Every week was painful. I would question our decision to enroll our child in a class with 15 typical peers without providing him the support of a one-on-one aide to guide his every move. I would sit on the side of the studio watching as the teacher explained concepts to the children, and they would respond to him appropriately, and my son would stare into space. Or worse, he’d react to the noise of all of the other kids responding at once. A meltdown would ensue. I’d rush to leave, carrying bags, his shoes and jacket, and a flailing, heavy, and screaming 5-year-old.

Other parents would stare at me as I tried to wrangle him. I could tell by their quiet smiles that they were grateful this wasn’t their child. I felt sad, exhausted, and embarrassed. While most people know us and know our situation, I wanted to scream along with my son: He has Fragile X Syndrome and it’s not his fault!

We wanted our son to have the same opportunities as his neurotypical older brother. We know he loves to mimic his brother and that he learns best when he can watch his peers. We appreciate how a class like karate could teach him more about body control, self-awareness, and discipline. We had high hopes for our little ninja.

What we’ve come to understand, however, is that perhaps our son had different goals. He wanted to be like his brother, and he took the class and had that opportunity. The year isn’t finished, but maybe he is, and maybe I need to accept that that’s OK.

I have realized through this experience that not every situation will work for my child—or for any child for that matter. What I’ve learned about Fragile X Syndrome is that when my son is over-stimulated, it’s as if one person is screaming right at him, another person is touching and hitting him, and another is making strange noises. So much is going on inside his head and he cannot stop the noise or figure out how to respond to the stimuli. So he melts. It’s no wonder he can’t handle situations like a noisy and busy karate class. I can’t blame him.

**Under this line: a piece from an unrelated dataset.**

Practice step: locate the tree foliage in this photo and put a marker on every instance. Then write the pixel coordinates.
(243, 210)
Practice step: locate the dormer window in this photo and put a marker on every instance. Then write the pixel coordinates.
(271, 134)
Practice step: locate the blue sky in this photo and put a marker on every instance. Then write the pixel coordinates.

This is not the first time we have tried something with our son and then had to give it up. Hockey games (watching in the noisy arena) and amusement parks (too many things going on at once, leading to a sensory overload) have failed us in the past. The saddest moments are the ones that are supposed to be special just for him, like the night we went to his school for a pizza dinner and music class and he refused to walk through the school doors. The most challenging are the times his older brother is supposed to shine, but our son can’t handle the stimulation of a crowded room for a school assembly. While most children love to perform and have their siblings in the audience, our older son knows his brother would be so upset by the change in routine and the crowds of people.

This is our reality—at least for now—and we have learned to accept it, even though, as is clear from the karate class, we do not always realize it right away. I am sure that there will be many more moments over his lifetime that my son will not be able to do what we had hoped he could. But my prayer is that there will be even more times that he will surprise us.

Our job as parents is to provide opportunities for our children to learn, to grow, to develop a sense of self, and to take care of themselves. I thought I was doing that by signing my son up for karate. It turns out that when I made the call to take him out of the class, that’s when I was actually doing all of those things. Allowing our son to state a preference gave all of us the opportunity to grow. Instead of focusing on our own goals and expectations, we are learning to read his.